Facinating read from Maureen Dowd:

Marueen Dowd

Marueen Dowd

In the early ’70s, breaking out of the domestic cocoon, leaving their mothers’ circumscribed lives behind, young women felt exhilarated and bold.

But the more women have achieved, the more they seem aggrieved. Did the feminist revolution end up benefiting men more than women?

According to the General Social Survey, which has tracked Americans’ mood since 1972, and five other major studies around the world, women are getting gloomier and men are getting happier.

Before the ’70s, there was a gender gap in America in which women felt greater well-being. Now there’s a gender gap in which men feel better about their lives.

Dowd goes on to mention studies that show that women with children are less happy, on average, than those without.

When women stepped into male- dominated realms, they put more demands — and stress — on themselves.

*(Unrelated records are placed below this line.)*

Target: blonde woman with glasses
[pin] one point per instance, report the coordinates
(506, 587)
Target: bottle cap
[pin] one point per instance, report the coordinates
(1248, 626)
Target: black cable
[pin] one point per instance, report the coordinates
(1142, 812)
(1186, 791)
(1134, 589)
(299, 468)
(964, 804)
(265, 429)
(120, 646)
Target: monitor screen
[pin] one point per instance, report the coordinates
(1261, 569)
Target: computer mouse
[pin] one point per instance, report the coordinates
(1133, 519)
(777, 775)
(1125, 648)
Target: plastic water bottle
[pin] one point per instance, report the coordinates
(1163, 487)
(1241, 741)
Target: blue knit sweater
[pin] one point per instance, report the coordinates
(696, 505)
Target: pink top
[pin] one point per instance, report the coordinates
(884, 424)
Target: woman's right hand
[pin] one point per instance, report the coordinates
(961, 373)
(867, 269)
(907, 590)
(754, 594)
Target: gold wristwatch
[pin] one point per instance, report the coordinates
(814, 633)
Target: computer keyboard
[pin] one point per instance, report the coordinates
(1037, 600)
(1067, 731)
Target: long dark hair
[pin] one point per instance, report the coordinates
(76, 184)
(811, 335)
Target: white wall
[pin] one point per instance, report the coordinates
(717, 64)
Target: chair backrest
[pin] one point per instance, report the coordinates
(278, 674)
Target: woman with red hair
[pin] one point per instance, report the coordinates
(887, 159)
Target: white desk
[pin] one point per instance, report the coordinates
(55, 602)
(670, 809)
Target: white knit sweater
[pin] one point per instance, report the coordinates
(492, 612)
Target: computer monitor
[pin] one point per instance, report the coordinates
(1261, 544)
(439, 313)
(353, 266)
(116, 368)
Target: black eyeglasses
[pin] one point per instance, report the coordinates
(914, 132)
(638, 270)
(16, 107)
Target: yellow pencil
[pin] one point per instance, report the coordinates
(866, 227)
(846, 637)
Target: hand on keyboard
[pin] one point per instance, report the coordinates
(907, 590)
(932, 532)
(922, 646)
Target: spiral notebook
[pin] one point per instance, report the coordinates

If they once judged themselves on looks, kids, hubbies, gardens and dinner parties, now they judge themselves on looks, kids, hubbies, gardens, dinner parties — and grad school, work, office deadlines and meshing a two-career marriage.

“Choice is inherently stressful,” Buckingham said in an interview. “And women are being driven to distraction.”

One area of extreme distraction is kids. “Across the happiness data, the one thing in life that will make you less happy is having children,” said Betsey Stevenson, an assistant professor at Wharton who co-wrote a paper called “The Paradox of Declining Female Happiness.” “It’s true whether you’re wealthy or poor, if you have kids late or kids early. Yet I know very few people who would tell me they wish they hadn’t had kids or who would tell me they feel their kids were the destroyer of their happiness.”

The more important things that are crowded into their lives, the less attention women are able to give to each thing.

Is the maternal instinct self-defeating? What do you say, ladies?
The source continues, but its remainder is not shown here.